家々の窓からは、ぼんやりとした光が漏れている。
人影もまばらな村の中央を通る道を進んでいくと、宿の看板を掲げた建物があった。
村の規模から考えると、かなり大きな宿だ。
周囲の村まで距離があることから、旅人には重宝されているのだろう。
馬を馬屋に預け、二人は宿の入り口をくぐった。
中は酒場兼食堂になっていて、肉の焼ける香ばしい香りや、酒や煙草の臭いが立ちこめている。

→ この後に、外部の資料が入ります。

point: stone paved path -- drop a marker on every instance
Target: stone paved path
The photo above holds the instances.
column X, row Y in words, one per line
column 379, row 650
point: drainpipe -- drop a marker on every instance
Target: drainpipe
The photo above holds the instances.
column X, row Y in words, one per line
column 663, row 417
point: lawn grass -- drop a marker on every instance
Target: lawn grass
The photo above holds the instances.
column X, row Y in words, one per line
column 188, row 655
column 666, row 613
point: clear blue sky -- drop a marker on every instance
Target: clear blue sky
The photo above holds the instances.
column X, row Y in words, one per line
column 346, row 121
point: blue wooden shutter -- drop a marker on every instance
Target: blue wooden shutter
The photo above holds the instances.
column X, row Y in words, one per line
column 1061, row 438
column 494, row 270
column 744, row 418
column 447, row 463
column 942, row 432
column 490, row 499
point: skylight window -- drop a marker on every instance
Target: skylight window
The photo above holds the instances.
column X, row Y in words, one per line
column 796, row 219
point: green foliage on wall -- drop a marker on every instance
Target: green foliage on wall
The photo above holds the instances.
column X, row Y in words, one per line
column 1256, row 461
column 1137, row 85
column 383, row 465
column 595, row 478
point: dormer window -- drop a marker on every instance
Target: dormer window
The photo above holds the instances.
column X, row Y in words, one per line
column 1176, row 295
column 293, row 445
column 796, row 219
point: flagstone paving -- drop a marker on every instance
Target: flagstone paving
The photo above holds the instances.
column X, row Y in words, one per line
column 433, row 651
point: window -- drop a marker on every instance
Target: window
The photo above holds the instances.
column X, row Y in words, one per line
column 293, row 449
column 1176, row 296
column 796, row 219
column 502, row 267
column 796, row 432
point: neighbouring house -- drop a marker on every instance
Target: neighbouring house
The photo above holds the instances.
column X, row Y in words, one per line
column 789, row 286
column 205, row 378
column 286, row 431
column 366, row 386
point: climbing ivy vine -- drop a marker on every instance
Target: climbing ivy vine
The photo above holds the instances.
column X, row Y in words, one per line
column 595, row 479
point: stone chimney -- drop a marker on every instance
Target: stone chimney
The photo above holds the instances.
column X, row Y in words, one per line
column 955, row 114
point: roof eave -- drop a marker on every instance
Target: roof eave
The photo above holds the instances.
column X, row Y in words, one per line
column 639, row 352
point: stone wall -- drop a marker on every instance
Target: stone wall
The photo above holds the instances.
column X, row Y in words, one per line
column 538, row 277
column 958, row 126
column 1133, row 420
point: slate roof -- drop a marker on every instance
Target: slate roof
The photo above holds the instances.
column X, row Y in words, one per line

八つほどあるテーブルは半分ほど埋まっており、人々が食事や酒を楽しんでいた。
まだ夜が浅いためか、こういう酒場にありがちな、荒れた雰囲気はない。
おいしそうな食べ物の匂いが空腹を刺激して、レナエルの腹がぐうとなった。
「おまえは、俺の弟ということにする。話を合わせろ」
ジュールは耳元でそう囁くと、食堂の奥に向かった。
カウンターの向こう側で料理を盛りつけていた、女将さんらしき中年の女性に声をかけている。
レナエルは自分の姿を見下ろした。
なるほど。
長い髪を帽子で隠し、男物の服を身に着け、幸いと言って良いのかたいした胸もないから、弟と言っても不思議はないだろう。
顔や背格好は、彼とは全く似ていないが。
「おい、おまえは何を食うんだ?」
しばらく女将と話していたジュールが振り返った。
先ほどまでと比べて軽い口調に、にこやかな笑顔まで浮かべている。
そうか。
演技か。
「え……と、何があるの?」
話を合わせるため、少年らしい低めの声で答えると、女将さんが愛想の良い笑顔を向けた。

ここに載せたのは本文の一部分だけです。